I'm in a fallow period: in between cures, as they say. It is a humbling experience, and a little bit scary. Cut loose from the normal routines of pastoral ministry, I am thrown back upon the present moment and forced to confront myself without the trappings of role or office. Who am I? What does it mean to be a priest - especially one without a pulpit or altar? Being "in transition" feels at times as if my self-image has been punctured and my identity is slowly leaking out. What will remain?

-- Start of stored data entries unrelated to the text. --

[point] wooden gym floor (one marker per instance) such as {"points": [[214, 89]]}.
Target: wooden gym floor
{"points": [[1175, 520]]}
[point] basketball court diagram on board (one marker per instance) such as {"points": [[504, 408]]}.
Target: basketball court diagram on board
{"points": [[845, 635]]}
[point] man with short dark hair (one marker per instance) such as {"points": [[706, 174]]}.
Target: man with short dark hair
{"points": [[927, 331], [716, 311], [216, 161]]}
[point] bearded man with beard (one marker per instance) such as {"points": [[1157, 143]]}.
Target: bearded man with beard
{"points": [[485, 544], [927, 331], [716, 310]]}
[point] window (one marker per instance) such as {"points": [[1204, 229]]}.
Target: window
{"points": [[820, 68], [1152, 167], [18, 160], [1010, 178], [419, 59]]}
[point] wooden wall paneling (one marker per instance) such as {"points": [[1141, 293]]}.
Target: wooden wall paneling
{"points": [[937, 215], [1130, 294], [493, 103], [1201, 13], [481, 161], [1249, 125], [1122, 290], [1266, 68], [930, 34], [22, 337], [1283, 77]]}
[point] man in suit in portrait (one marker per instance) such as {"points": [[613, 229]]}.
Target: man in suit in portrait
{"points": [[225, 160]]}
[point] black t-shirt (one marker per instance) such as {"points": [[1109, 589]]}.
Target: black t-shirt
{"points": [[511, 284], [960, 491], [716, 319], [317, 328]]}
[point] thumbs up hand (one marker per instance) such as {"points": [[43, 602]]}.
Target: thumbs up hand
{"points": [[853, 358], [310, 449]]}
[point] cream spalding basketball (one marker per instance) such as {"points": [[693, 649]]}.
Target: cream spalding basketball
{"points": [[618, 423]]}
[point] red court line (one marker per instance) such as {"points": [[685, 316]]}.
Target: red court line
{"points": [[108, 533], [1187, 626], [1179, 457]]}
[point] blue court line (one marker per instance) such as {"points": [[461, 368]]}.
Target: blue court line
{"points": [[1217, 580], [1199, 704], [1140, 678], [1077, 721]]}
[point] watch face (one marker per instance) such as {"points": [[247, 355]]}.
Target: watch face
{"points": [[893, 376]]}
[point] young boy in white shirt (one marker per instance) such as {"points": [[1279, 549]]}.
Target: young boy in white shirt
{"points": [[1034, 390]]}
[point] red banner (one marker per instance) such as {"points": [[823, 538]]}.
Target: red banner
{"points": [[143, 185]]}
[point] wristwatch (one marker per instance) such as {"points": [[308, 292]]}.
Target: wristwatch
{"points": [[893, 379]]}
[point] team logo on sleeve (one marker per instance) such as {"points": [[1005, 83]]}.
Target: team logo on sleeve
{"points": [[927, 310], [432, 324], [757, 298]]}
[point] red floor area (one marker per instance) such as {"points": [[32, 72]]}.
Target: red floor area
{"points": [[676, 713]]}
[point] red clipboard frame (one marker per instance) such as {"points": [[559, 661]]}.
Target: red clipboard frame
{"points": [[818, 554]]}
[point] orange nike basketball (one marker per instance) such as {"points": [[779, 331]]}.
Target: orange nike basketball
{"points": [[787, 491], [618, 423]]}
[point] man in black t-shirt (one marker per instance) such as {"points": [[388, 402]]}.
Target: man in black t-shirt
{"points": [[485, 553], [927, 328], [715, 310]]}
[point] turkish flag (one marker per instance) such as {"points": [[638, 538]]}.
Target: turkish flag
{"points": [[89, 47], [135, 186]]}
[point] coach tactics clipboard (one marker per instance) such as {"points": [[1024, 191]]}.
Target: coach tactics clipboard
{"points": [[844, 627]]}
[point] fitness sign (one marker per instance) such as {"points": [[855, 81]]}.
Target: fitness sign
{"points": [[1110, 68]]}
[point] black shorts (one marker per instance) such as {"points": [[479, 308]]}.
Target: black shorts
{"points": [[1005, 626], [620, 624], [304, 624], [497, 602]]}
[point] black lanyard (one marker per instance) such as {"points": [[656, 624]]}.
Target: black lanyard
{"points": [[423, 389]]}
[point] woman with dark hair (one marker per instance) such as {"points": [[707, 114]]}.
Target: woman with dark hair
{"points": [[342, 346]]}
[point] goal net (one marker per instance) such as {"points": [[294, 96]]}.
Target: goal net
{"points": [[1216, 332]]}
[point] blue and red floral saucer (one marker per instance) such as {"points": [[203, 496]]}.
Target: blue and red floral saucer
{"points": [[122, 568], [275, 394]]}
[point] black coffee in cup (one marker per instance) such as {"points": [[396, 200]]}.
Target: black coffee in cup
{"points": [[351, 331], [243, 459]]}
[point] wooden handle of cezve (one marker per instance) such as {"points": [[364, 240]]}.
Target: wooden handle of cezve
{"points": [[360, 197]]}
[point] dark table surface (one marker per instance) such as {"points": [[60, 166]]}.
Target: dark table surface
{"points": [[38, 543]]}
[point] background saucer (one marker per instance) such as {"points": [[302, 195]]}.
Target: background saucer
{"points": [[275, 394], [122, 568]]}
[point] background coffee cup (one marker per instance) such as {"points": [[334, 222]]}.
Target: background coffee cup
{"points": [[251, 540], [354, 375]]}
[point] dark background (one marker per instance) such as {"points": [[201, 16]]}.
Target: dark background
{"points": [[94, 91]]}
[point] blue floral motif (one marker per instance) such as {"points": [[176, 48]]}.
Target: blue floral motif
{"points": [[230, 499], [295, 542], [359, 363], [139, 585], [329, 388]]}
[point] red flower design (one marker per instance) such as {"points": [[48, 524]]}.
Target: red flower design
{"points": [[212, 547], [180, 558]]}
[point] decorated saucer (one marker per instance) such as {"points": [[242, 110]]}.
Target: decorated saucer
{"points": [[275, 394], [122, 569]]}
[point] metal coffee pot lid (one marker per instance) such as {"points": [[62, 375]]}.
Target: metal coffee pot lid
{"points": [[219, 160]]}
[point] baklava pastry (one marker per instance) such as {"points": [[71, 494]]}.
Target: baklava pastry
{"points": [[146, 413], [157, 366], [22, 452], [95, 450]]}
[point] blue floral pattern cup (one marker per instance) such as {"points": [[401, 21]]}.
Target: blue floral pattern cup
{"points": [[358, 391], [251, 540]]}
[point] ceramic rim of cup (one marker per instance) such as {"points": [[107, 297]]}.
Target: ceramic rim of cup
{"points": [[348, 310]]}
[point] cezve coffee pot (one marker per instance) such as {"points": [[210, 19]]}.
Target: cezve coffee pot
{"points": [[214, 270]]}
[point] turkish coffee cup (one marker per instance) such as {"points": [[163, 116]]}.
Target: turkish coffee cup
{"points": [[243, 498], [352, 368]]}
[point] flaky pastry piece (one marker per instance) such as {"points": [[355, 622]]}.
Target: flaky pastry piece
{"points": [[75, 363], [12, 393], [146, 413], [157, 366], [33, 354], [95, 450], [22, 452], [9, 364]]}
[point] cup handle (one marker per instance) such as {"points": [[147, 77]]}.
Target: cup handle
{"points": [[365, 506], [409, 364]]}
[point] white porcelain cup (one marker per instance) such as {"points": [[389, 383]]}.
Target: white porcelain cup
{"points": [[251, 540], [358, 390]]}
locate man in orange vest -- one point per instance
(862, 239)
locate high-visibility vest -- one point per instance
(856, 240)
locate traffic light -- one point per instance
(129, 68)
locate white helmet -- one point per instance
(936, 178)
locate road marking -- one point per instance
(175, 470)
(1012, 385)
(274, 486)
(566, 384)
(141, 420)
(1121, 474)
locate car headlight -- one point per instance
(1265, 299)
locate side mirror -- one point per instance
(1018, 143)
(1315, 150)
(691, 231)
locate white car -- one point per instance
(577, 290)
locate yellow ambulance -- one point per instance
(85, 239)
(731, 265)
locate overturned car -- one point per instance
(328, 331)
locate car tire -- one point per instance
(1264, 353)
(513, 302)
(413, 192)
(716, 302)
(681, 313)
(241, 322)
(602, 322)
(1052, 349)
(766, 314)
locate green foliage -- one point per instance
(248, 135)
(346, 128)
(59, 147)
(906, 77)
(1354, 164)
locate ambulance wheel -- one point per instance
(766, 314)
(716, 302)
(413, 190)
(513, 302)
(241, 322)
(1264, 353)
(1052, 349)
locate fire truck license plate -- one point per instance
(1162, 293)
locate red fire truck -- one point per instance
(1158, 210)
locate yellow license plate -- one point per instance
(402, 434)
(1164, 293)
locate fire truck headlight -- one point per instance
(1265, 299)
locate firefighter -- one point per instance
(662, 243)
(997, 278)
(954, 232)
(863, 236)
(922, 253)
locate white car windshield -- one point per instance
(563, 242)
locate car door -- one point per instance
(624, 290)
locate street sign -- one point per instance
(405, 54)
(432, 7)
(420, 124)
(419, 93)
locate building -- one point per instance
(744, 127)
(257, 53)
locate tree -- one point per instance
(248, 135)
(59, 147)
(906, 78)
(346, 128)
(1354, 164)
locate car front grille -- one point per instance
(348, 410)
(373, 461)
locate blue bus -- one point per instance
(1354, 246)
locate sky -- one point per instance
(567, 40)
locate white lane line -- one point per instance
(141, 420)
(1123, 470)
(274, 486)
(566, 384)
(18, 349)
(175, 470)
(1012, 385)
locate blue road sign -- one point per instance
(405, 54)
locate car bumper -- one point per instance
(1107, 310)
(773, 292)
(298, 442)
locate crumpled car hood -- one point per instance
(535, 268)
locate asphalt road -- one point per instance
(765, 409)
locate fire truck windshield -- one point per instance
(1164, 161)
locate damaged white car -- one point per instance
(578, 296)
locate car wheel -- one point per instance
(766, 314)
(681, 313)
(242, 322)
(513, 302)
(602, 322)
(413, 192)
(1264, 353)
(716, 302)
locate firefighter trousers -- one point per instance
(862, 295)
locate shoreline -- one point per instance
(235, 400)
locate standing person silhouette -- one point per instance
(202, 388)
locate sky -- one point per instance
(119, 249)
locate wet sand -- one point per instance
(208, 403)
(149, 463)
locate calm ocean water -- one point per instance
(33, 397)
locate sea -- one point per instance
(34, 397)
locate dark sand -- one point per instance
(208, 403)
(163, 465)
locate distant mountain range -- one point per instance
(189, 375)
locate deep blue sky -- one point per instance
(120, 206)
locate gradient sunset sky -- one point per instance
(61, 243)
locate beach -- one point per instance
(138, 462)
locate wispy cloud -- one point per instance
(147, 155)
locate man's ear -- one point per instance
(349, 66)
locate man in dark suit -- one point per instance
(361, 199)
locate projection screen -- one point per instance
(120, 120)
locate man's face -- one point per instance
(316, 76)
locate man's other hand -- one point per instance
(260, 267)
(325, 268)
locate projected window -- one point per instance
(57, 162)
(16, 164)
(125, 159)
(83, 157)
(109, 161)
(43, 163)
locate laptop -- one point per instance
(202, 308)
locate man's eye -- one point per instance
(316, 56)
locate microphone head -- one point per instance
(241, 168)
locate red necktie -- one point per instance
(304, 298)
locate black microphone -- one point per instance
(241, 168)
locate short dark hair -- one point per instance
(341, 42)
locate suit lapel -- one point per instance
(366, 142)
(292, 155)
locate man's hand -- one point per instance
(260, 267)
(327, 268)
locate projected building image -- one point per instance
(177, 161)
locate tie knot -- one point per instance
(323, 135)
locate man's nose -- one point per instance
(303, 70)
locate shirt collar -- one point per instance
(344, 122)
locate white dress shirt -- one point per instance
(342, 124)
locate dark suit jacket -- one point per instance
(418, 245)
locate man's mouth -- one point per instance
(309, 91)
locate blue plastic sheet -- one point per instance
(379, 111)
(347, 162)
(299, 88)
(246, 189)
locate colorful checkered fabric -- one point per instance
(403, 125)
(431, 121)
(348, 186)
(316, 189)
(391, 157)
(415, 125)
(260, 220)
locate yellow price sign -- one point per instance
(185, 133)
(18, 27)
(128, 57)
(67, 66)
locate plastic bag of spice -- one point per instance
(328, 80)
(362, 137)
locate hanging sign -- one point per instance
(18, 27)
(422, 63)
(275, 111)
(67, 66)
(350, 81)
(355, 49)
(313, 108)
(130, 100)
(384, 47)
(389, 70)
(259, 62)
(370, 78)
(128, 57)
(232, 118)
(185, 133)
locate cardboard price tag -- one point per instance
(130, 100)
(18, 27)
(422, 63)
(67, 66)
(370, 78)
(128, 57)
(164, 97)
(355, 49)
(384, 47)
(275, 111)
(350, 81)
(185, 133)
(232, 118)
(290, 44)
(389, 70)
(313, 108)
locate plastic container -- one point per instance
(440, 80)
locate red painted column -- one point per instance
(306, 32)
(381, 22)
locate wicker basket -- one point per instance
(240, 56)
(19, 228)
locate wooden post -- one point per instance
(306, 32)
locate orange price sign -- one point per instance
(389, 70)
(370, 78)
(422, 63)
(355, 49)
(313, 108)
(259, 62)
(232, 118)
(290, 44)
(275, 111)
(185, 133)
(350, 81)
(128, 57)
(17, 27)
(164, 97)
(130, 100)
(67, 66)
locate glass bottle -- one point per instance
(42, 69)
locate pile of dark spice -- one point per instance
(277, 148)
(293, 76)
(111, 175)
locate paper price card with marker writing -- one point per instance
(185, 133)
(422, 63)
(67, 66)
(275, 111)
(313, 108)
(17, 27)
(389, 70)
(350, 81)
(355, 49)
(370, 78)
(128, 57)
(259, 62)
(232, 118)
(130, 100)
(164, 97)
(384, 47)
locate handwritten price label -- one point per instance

Then, like a thirsty man discovering an oasis in the desert, I stumble upon today's lesson from Paul's Letter to the Romans: "the gifts and the calling of God are irrevocable." What a relief! Priesthood isn't my possession, it is God's gift. I don't own it. I can't control it, manipulate it, or bend it to my will (I can try to, but, my oh my, at what cost!). It is more akin to a renewable source of energy, always available if I willingly undertake to honor and maintain the conditions necessary for its ongoing life. The gifts and calling of God are inexhaustible. Grace is irrevocable.
It is good for me to experience this time as a reminder that we are saved by faith, not by works. "For God has imprisoned all in disobedience so that he may be merciful to all." How quick I am to think myself exempt from this truth. "Who, me, disobedient? In need of forgiveness and mercy? Dependent upon the grace of God? Maybe those poor souls I'm supposed to help, but not me! I've earned my place at the table." But the truth is that, like everyone else, I am dependent upon the mercy of God. Even my gifts and calling are given by Another, and not of my own making.
What a relief! God makes use even of my disobedience, by limitations, my arrogance, my sense of entitlement, as an opportunity to reveal his irrevocable mercy. The gifts and calling are not mine, that is true. But they are a renewable resource from which I can draw again and again. I can refuse them, but they can not be taken from me. Neither is the "use" of them a garuantee of my salvation, the justification of my existence. That, too, is God's gift.
St. Paul reminds us that this is true for Jews- "and so all Israel will be saved" - it is true for Christians; it is true for me and for you. Our short term disobedience, brokenness, even uselessness is, by the grace of God, in the service of a long-term, indeed, unending, experience of mercy.